The digital press was delivered at the start of April and replaced a five-year old machine at Banbury-based Technique. The machine being replaced was the company's first foray into digital printing after running a purely litho facility.
The Versafire will be running a number of high-quality, largely short-run applications including multi-part, high-end invitation packs and four-page A4 landscape jobs. The company said the investment brought its digital capabilities up to the same standard as its litho work.
Joint managing director Karl Smith said: “We have found it to be necessary to have a digital offering these days and honestly I cannot believe it took us quite so long. We had been running small-format jobs on B3 litho machines previously.
“Since we first invested five years ago, the market and the quality has grown exponentially. Digital used to be cheap and cheerful, but now it tends to be for people who want a high-quality product, just not as much of it.

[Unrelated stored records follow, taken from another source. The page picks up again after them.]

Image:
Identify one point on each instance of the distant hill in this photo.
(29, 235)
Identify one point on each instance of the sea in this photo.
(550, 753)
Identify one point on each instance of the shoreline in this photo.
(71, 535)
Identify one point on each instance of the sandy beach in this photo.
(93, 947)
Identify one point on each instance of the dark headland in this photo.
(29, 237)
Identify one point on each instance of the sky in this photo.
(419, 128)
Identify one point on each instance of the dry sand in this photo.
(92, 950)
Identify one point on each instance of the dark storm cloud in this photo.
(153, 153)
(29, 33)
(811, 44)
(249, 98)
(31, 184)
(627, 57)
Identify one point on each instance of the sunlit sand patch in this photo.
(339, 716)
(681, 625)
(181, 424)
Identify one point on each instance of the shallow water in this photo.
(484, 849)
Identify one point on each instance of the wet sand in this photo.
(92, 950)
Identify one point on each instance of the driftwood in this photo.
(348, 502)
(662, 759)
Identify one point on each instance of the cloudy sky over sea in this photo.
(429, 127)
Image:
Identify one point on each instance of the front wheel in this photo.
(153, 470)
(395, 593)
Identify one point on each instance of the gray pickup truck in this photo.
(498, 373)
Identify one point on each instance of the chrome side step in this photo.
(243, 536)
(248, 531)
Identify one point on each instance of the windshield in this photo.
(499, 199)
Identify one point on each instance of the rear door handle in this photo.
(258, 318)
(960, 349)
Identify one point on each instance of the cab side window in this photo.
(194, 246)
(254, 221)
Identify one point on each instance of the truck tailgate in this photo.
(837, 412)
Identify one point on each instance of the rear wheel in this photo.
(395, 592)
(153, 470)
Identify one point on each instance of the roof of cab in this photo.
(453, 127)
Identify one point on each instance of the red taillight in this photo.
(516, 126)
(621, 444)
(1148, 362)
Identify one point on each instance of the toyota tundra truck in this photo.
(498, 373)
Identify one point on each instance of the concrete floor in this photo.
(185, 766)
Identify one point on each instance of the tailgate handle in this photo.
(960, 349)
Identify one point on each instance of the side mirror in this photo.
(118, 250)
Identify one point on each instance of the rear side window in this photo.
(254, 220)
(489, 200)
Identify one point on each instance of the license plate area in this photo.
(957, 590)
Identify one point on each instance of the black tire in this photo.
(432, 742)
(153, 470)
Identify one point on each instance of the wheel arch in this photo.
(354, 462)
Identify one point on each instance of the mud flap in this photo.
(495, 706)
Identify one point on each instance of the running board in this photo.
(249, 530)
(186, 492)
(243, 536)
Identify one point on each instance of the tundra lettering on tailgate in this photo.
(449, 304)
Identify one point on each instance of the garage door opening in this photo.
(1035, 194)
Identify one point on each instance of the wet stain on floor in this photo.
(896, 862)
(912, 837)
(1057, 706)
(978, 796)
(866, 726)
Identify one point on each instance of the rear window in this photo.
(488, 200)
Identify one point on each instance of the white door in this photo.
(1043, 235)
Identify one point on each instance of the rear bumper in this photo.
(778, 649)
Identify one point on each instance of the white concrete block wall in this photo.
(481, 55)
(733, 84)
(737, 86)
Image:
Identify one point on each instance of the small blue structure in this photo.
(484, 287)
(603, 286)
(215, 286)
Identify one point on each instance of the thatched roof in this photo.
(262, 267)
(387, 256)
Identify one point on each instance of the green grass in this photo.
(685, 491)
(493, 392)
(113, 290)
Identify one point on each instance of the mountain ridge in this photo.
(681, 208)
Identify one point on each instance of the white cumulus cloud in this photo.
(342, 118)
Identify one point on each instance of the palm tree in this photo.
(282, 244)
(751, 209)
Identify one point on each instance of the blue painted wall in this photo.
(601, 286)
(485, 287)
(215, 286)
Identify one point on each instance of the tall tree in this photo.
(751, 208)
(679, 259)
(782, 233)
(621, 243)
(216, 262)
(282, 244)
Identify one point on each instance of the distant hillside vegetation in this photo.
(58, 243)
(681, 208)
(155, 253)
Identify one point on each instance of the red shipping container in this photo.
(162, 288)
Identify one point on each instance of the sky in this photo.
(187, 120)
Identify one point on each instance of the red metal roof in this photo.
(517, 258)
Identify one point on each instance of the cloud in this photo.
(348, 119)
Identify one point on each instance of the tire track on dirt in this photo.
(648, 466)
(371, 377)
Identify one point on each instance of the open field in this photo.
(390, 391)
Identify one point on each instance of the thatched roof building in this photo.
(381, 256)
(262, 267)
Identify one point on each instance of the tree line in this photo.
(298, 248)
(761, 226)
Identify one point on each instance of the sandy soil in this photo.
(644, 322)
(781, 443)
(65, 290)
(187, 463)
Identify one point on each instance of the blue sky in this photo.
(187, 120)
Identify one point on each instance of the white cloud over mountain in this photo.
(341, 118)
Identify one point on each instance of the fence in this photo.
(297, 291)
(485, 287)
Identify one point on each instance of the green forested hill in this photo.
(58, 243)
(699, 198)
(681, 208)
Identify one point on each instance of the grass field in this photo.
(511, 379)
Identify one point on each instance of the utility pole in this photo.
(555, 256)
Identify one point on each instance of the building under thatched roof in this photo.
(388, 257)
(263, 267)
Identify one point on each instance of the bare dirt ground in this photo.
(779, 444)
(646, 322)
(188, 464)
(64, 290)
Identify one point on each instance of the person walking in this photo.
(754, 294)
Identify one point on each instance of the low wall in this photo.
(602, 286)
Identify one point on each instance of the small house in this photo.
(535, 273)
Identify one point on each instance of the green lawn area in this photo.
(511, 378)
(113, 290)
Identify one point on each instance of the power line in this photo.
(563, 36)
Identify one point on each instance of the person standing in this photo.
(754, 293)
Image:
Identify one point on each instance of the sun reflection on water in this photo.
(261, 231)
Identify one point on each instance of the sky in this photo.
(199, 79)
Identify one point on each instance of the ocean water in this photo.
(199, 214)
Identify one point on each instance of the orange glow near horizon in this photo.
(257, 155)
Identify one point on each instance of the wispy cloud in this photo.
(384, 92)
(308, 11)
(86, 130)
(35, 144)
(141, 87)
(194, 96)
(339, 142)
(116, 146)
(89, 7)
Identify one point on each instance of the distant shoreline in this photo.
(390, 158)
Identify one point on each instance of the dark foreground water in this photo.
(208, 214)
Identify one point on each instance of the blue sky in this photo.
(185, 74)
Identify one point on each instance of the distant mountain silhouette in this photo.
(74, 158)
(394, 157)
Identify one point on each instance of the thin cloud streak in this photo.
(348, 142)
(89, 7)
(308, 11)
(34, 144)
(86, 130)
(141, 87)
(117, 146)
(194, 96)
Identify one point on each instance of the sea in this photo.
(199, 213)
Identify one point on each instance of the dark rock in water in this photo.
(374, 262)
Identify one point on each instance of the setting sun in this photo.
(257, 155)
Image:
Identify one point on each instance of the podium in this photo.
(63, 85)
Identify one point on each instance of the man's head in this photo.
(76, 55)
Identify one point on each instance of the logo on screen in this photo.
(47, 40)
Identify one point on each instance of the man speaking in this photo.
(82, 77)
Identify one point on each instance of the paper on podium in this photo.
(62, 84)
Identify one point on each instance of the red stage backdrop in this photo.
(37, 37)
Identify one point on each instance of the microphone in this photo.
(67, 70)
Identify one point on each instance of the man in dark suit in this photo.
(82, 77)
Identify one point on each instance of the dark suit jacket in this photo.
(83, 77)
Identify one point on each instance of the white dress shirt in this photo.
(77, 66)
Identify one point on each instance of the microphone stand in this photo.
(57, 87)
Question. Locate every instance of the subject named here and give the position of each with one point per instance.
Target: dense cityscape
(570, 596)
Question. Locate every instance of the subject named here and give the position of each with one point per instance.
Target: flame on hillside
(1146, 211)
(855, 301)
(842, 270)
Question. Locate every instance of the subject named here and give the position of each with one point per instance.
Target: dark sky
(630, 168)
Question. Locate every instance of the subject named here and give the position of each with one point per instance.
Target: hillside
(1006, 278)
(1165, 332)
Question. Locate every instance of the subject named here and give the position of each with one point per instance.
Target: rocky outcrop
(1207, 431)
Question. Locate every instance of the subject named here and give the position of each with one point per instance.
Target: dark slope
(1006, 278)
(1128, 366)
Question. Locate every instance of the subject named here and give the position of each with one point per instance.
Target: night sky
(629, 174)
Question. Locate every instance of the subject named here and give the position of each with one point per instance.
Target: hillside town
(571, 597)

The gap has closed.
“I have been involved in buying Heidelberg presses for 35 years and Technique has been a customer for more than 20 years, so if they could provide a digital solution then I was always going to listen. With the Versafire, we are now stepping into a slightly different league.”
Launched in May last year, Heidelberg’s four-colour Versafire EP can take a banner size of 1,030mm in duplex and 1,260mm in simplex on stock up to 450gsm. It can print at either 115 or 135ppm A4 and an automatic inline calibration system maintains colour consistency.
Technique will run the machine alongside a five-colour Heidelberg Speedmaster XL 75 with coater in its litho department and an HP Latex printer for wide-format capabilities. It also houses finishing kit on its 650sqm premises which includes a Stahlfolder and a Horizon bookletmaker, as well as machines for guillotining, creasing and laminating.
With a turnover of £2m, it employs 19 members of staff.